When students come to Ferris, they are given a school email that they use to contact professors, other students and be sent advertisements from all over campus.

Regularly, students are sent emails from the Ferris State bookstore updating them on promotions, products and rentals. But what seems like harmless advertising, can be considered a nuisance to others.

“I think it’s very annoying. I don’t open them. They are just annoying,” said Ferris social work freshman Kendra LaHaie.

According to a study done by The Radicati Group Inc., the average person receives 88.3 consumer emails per day. This racks up to over 32,000 consumer emails in one year.

Ferris engineering junior Jeff Krager is used to receiving a lot of promotional email.

“I get stuff from a lot of different people so I’m used to getting a ton of emails,” Krager said. “Most of the time I don’t read them, if I  know it’s nothing important I’ll just leave it.”

Ferris mechanical engineering technology freshman Curtis Sharman also claimed to receive a lot but said it wasn’t all a bad thing.

“I get quite a few. Sometimes it is inconvenient when you are trying to get stuff done. But other than that, I don’t mind it that much,” Sharman said. “If the title doesn’t say anything important, then I just delete them. Sometimes they are helpful because of certain things you can get and prices or deals.”

The Ferris State bookstore manager Karen Bohren says that the emails are simply to keep students informed. The emails are designed by Barnes and Noble College.

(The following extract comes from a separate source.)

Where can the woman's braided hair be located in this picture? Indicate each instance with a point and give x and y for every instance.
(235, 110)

“Our research tells us that 79 percent of students reported that they want to hear from the bookstore the moment they are accepted,” Bohren said. “As an essential support system for students, the bookstore’s ‘Igniting the New Student Connection’ initiative is designed to connect and build relation- ships with incoming students from the moment they receive their acceptance letters and throughout key stages of their college journey.”

The Ferris State bookstore sends 20 emails a month to students. In addition to this, it has an unsubscribe rate of 0.15 percent.

Students prefer to be reached via email according to Bohren.

“Our emails—students’ most preferred method of campus store communication— keep students engaged with timely content such as tips for course material savings, game day promotions, updates on graduation apparel as well as special promotions and sales,” Bohren said.

If you want to unsubscribe from the emails, be aware that you may take yourself out of the loop when it comes to scoring a deal on Ferris merchandise and keeping up with the Ferris experience.

“We want to show our students that we’re their full-college support system, not just a retailer sending them advertisements,” Bohren said.